White Bird, 2010, collage journal, 15x10 in.
Corinne Lightweaver is an artist, writer, editor, and author. Her artistic journey began in painting, with wildlife as her favorite subject, and also included forays into other media, like ceramics. Later, she began experimenting with collage and assemblage techniques. In addition to creating artwork, she has curated several art and photography exhibits, written about the process of art making, and edited books and articles on the arts, artists, and art conservation.
Her book In the Breast of Health: Healing from Cancer through Art is an extraordinary pictorial tour of her journey through breast cancer, in which she exhumed unconscious fears and remapped the changing contours of her body. After her diagnosis, she began using discarded fabric scraps and objects, as well as new methods—cutting, pasting, and piecing—that comprised the best storytelling method for piecing a body and a life together again. In this full-color catalog, her written descriptions of her pieces are as moving as the works themselves. Psycho-oncologist and art therapist Esther Dreifuss-Kattan's forward explains the analytic view of art therapy and puts Lightweaver's work in context.
Lightweaver's art is featured in the book From the Canvas to the Couch: Art and Cancer, in which editor Esther Dreifuss-Kattan writes, "Five Los Angeles artists demonstrate how visual art is a powerful tool to address and work through, in a most creative and imaginative way, the multiple losses brought about by cancer. These interesting artistic testimonials—be they in the form of sculptural installations, digital photography, collages, embroidery or comic strip illustrations—can become powerful instruments to fortify psychic life in an attempt to address the intense affects, such as fear, horror and hope, related to cancer and its treatment."

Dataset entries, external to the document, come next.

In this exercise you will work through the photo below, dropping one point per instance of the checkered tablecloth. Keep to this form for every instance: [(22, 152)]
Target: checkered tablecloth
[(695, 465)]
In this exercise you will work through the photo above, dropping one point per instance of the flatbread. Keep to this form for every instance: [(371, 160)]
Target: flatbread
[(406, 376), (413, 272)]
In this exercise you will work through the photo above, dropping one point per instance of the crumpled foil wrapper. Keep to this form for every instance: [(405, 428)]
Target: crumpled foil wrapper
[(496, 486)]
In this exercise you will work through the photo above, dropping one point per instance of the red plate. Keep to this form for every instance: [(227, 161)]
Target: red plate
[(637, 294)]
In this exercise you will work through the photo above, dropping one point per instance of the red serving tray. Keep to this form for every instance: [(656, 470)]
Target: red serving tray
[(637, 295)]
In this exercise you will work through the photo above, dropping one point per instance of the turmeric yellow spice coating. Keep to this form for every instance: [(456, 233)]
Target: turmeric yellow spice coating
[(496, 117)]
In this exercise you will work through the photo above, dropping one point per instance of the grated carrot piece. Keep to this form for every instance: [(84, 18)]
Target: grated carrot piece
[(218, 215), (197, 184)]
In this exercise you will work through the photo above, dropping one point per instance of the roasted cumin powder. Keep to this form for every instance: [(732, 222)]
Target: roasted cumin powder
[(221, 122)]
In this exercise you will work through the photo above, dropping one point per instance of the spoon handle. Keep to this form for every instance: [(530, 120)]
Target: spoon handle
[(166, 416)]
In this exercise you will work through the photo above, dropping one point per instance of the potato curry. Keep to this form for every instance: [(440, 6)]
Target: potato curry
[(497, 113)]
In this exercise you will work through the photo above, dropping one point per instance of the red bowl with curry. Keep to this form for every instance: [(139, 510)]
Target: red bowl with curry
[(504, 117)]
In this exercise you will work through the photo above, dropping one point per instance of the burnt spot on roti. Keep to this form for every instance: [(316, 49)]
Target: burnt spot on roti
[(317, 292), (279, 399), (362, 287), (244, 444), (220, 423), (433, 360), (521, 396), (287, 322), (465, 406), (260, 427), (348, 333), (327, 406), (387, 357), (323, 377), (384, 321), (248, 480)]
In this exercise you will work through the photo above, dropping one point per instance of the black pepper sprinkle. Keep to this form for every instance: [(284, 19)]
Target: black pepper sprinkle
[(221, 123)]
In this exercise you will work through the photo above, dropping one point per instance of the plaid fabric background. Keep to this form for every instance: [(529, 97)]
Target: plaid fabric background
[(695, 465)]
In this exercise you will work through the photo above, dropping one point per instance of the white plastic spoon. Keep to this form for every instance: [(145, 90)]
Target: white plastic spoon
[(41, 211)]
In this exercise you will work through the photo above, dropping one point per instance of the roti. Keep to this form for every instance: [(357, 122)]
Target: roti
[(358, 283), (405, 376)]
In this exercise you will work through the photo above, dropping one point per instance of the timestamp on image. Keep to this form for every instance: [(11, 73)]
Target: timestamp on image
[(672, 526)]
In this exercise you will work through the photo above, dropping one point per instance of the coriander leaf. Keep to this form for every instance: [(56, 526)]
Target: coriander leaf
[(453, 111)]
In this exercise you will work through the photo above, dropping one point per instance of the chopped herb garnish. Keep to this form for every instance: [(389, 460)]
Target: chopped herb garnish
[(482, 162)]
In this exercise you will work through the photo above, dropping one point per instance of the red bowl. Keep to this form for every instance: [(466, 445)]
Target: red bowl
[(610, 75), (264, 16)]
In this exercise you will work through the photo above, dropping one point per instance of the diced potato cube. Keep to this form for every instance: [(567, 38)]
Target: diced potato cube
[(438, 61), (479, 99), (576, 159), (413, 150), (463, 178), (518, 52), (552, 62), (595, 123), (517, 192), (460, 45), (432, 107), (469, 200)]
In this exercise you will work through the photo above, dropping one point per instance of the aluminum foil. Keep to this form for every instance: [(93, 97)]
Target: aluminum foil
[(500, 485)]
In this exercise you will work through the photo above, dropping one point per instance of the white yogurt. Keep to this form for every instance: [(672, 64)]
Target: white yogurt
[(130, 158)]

The artist has a strong body of work illustrating her lived experiences with obsessive-compulsive disorder, anxiety, and depression. While the work stands on its own, she also shares it in order to reduce stigma about mental illness and to provoke dialog between people with mental illness, their loved ones, and the general public.
Since 1996, Lightweaver's artwork has been exhibited at Cal State University Long Beach, Antioch University Los Angeles, Golden West College Fine Arts Gallery, New Center for Psychoanalysis, Premiere Oncology Foundation, Huntington Beach Art Center, and other venues. Her artwork is held in private collections in Chicago, Tucson, and a number of California locales, including Hollywood, Santa Monica, Venice, Brentwood, Los Angeles, Encino, Costa Mesa, Fountain Valley, and San Diego.